Holy Cow subdue is expensive! $128 for a quart?!?


----------



## Greendoc (Mar 24, 2018)

That is for the off patent Mefenoxam EC. Brand name Syngenta Subdue was as much as $250 a quart 20 years ago. However, none of this phases me when Zeon sod installed in my state is $7,000 per 1000 sq ft. I cannot think of any of my tank mixes that equaled to or was greater than $7,000 per 1000 sq ft.


----------



## SCGrassMan (Dec 17, 2017)

Greendoc said:


> That is for the off patent Mefenoxam EC. Brand name Syngenta Subdue was as much as $250 a quart 20 years ago. However, none of this phases me when Zeon sod installed in my state is $7,000 per 1000 sq ft. I cannot think of any of my tank mixes that equaled to or was greater than $7,000 per 1000 sq ft.
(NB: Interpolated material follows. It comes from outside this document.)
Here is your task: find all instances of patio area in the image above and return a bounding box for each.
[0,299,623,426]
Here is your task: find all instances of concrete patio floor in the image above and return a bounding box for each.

I think its $275 a pallet here (450 Sq Ft). What's the nearest port I can ship you a boatload to? LOL only half kidding.


----------



## jayhawk (Apr 18, 2017)

@Ltdan how's it fairing now?


----------



## Ltdan (Jul 18, 2018)

This is the same area now. I believe it was the sod was too thin in the beginning. The dead areas didnt get any worse.


----------



## jayhawk (Apr 18, 2017)

Good to hear and see. Were they rolls or squares?

Which farm /producer?


----------